Last but not least, the ASNs themselves can be hijacked and used for illegal announcements, with the rogue ISP providing transit to the downstream “customer” in an attempt to deflect the blame somewhere else. Take a look at Dyn’s blog post on ‘Shutting down the bgp hijack factory’ to read about an ISP that was recently shut down for doing just that!
Hijacking Internet exchange points – direct peering
An even more insidious version of the rogue ASN announcements, is an ISP with the ability to set up their own connection to an Internet exchange point (IXP). The IXP is a physical infrastructure where the actual exchange of data between the networks takes place. It is common in this kind of scenario for the ISP to have a specific target in mind, such as a large email provider.
By setting up in the same IXP and establishing a “peering” connection between their ASN and the target ASN, they can announce all manner of hijacked IP ranges directly, without having to worry about the watchful eye of any legitimate upstream ISP.
IXPs are often adopting a model that does not contemplate the existence of abusive members, with the result that the termination of an IXP member for abuse can be very problematic and take a very long time, or not happen at all.

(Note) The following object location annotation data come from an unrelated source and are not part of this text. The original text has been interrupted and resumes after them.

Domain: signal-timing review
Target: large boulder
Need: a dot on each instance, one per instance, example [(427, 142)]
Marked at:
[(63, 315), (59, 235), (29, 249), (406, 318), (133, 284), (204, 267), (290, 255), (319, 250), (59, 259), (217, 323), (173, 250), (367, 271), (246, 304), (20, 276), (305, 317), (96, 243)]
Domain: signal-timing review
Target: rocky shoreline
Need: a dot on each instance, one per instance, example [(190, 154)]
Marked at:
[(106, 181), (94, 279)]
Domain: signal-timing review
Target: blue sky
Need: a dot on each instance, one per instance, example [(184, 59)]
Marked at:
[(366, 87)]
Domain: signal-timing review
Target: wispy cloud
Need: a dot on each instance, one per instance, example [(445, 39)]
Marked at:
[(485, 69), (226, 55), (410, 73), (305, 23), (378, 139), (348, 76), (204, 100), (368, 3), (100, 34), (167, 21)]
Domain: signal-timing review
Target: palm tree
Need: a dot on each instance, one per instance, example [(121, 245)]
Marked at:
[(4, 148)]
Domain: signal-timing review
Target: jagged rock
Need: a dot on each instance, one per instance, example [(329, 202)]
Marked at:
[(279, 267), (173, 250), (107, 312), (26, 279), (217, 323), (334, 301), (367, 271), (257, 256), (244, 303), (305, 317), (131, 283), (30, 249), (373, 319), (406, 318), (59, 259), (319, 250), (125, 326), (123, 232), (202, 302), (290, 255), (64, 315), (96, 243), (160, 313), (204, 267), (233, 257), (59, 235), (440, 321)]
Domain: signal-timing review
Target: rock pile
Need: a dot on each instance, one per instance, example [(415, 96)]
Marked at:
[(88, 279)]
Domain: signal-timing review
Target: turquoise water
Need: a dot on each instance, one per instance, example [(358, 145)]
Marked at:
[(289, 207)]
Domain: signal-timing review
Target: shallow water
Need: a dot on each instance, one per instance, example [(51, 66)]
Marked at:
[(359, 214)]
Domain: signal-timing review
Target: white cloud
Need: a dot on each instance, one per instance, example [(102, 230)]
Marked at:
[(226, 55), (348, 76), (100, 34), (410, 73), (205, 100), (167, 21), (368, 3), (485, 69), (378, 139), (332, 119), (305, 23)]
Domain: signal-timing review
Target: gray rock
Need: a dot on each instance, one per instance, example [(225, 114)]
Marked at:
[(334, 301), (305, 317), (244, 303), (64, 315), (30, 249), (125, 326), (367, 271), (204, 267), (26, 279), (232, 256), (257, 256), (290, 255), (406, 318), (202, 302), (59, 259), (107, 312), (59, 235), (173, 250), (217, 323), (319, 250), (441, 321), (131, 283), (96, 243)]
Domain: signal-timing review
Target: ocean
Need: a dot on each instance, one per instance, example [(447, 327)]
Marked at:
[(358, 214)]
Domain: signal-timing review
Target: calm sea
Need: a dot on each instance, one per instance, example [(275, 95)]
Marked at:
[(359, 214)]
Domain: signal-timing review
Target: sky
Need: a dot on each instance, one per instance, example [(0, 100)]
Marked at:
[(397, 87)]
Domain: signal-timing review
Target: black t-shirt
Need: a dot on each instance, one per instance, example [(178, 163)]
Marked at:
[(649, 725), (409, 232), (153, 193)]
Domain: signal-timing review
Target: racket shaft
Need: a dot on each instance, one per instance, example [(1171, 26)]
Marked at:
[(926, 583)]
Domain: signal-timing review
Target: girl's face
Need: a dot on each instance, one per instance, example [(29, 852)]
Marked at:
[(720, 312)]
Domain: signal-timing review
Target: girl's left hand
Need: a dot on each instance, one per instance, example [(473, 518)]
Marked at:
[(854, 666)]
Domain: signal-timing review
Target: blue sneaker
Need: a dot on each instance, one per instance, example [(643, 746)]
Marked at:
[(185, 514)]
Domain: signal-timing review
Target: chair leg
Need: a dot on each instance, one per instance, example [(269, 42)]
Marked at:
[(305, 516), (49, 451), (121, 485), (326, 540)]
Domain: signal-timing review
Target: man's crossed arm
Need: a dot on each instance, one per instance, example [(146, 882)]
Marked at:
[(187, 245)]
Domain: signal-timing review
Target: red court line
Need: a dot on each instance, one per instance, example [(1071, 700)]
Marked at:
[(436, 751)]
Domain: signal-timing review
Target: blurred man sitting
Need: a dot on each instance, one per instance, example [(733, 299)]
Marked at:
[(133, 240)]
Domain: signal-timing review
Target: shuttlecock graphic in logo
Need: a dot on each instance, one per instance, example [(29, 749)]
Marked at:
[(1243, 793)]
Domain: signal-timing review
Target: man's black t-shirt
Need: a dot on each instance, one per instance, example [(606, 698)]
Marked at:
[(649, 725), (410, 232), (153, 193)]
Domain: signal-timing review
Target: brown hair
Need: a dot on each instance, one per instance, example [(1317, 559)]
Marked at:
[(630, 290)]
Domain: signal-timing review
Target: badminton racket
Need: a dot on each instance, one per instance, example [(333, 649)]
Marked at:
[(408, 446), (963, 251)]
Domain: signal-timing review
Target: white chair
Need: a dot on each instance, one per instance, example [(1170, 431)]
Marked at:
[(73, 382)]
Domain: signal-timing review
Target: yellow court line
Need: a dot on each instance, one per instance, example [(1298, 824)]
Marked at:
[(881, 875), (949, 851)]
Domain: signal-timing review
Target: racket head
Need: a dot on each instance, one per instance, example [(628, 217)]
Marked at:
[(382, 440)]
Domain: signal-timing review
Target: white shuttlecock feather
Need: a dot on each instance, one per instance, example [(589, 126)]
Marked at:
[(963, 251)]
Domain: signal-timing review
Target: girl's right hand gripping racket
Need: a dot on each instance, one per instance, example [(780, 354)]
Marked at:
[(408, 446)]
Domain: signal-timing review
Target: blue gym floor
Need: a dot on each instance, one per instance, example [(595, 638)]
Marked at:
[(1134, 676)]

Border Gateway Protocol (BGP) or ‘route hijacking’
This technique is more commonly used to tamper with the existing routes of IP ranges currently in use, rather than stealing dormant ones. The attacker can exploit some features of Border Gateway Protocol (BGP), such as announcing more specific networks, since the announcement for a smaller network will take precedence over one for a larger network containing it.
By doing this the attackers can redirect traffic destined for the original network, allowing them to undertake various malicious activities, including serving a fake website for a company and capturing login attempts and passwords.
Additionally, traffic can simply be re-routed back to the intended network, in this case giving the hijacker the opportunity to spy on or modify this traffic, such as for man-in-the-middle attacks. Perhaps one of the most publicized attacks of this nature was the revelation that China had been ‘hijacking the vital internet backbone of western countries’.
Conclusion
As you can see it’s evident that there are numerous ways cyber-criminals can hijack networks. We’ve assisted organizations investigate their own network hijackings and the fall out is not pleasant. Ensure you keep your networks safe!